Under the supervision of Prof. Dr. Oliver G. Schmidt, head of the Professorship for Material Systems for Nanoelectronics, designated Scientific Director of the Center for Materials, Architectures and Integration of Nanomembranes (MAIN) at Chemnitz University of Technology and former Director at the Leibniz Institute for Solid State and Materials Research (IFW Dresden), scientists at IFWDresden in cooperation with the Max Planck Institute for Molecular Cell Biology and Genetics (CBG) have now presented the world's tiniest flexible, microelectronic microcatheter.
functions – as thin as a hair
In this smart microelectronic tool for minimally invasive surgery, the electronic components for sensors and actuators are already integrated into the catheter wall from the outset. "Due to the special manufacturing method, the embedded electronic components have no effect on the size of our catheters, which can thus be as thin as a single hair", says Boris Rivkin, lead author of the study, who is pursuing his doctoral graduation at Chemnitz University of Technology and his dissertation at Leibniz IFW Dresden. The instruments have a tiny diameter of only 0.1 mm and are also characterized by their flexibility, resilience, and high biocompatibility. "Using microchip technologies to manufacture the microcatheters allows us to generate completely new types of biomedical and multifunctional tools," adds Prof. Schmidt. Such smart tools could be used, for example, in minimally invasive treatments of aneurysms, vascular malformations, or pancreatic surgery.
The research team reports on the World’s smallest Microelectronic Catheter in a publication entitled "Electronically integrated microcatheters based on self-assembling polymer films" in the current issue of the prestigious journal Science Advances.
and equipped for diverse applications
Prof. Schmidt and his team integrated magnetic sensors for navigation and positioning into the micro-catheter. Like a compass, this tracking relies on weak magnetic fields instead of harmful radiation or contrast agents, and would thus be applicable in deep tissue and under dense materials such as skull bones.
The microelectronic microcatheter integrates a channel for fluids. Through this microfluidic system drugs or liquid embolic agents could be delivered directly to the point of use. The catheter tip is equipped with a tiny gripping instrument that allows the catheter to grasp and move microscopic objects. The removal of minute tissue samples or blood clots are suggested as potential applications. This highly flexible use of embedded microelectronics is made possible by integrated electronic components based on the Swiss-Roll Origami Technology.
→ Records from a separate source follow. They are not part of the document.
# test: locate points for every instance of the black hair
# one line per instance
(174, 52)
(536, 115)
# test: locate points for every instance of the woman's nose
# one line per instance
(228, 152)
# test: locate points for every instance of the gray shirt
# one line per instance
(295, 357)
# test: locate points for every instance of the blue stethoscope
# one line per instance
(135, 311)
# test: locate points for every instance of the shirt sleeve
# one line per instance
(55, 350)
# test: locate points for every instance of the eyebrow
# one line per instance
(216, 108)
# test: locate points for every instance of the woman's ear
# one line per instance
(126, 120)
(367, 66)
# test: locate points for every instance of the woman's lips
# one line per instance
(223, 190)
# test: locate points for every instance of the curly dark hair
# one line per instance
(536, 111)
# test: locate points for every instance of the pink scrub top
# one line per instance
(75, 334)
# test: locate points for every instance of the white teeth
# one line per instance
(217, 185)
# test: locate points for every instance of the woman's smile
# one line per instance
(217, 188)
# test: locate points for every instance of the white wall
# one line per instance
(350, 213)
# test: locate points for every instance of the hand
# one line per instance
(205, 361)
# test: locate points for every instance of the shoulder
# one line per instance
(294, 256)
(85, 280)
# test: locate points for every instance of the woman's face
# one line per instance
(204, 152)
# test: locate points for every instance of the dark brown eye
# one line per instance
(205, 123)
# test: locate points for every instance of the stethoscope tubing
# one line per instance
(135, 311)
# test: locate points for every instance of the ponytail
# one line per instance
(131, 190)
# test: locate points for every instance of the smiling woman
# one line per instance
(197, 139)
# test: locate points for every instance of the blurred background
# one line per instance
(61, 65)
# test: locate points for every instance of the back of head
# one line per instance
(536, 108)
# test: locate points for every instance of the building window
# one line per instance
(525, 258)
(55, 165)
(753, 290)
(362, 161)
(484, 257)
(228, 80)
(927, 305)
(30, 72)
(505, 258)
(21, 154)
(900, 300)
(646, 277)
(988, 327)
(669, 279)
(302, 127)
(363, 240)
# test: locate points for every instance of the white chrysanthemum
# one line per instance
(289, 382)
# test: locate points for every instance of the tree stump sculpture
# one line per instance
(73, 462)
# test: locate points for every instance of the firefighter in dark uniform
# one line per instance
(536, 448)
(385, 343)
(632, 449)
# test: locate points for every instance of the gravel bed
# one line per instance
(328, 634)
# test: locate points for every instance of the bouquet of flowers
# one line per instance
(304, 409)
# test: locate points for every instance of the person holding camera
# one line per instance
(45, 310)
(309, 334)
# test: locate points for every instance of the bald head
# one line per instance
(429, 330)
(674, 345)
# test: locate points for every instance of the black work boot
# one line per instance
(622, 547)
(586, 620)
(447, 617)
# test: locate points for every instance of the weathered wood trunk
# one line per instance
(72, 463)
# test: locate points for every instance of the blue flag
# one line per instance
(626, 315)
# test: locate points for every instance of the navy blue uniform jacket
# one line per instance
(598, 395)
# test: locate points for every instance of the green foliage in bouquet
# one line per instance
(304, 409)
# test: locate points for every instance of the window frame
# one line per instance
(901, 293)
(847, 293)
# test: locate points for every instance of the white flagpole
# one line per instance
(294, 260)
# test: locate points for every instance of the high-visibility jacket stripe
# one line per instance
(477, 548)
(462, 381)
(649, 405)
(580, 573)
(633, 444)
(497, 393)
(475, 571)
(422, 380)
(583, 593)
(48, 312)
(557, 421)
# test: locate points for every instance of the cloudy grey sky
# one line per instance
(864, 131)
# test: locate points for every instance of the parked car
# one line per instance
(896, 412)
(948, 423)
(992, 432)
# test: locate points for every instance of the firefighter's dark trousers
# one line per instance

By this technology the team can construct highly complex microelectronic sensor and actuator circuits on a chip, which are then triggered to roll up by themselves into a Swiss-Roll microtube structure. The multiple windings of the Swiss-Roll architecture significantly increase the usable surface area and monolithically integrate sensors, actuators and microelectronics into the compact wall of the tubular microcatheter.
Prof. Schmidt and his team have pioneered this technology for some time. Extremely thin, shapeable polymer films have proven useful for a microtube architecture that can geometrically adapt to other objects, for example, cuff implants as bioneural interfaces. Another application scenario targeted by this technology are catalytic micromotors and platforms for electronic components to create microelectronic swimming robots.
The microelectronic microcatheter bridges the gap between electronically enhanced instruments and the size requirements of vascular interventions in submillimeter anatomies. In the future, additional sensor functions can be integrated, expanding the range of potential applications. For example, sensors for blood gas analysis, biomolecule detection, and sensing physiological parameters such as pH, temperature, and blood pressure are conceivable. Entirely new and flexible applications for minimally invasive surgery are coming into the realm of possibilities.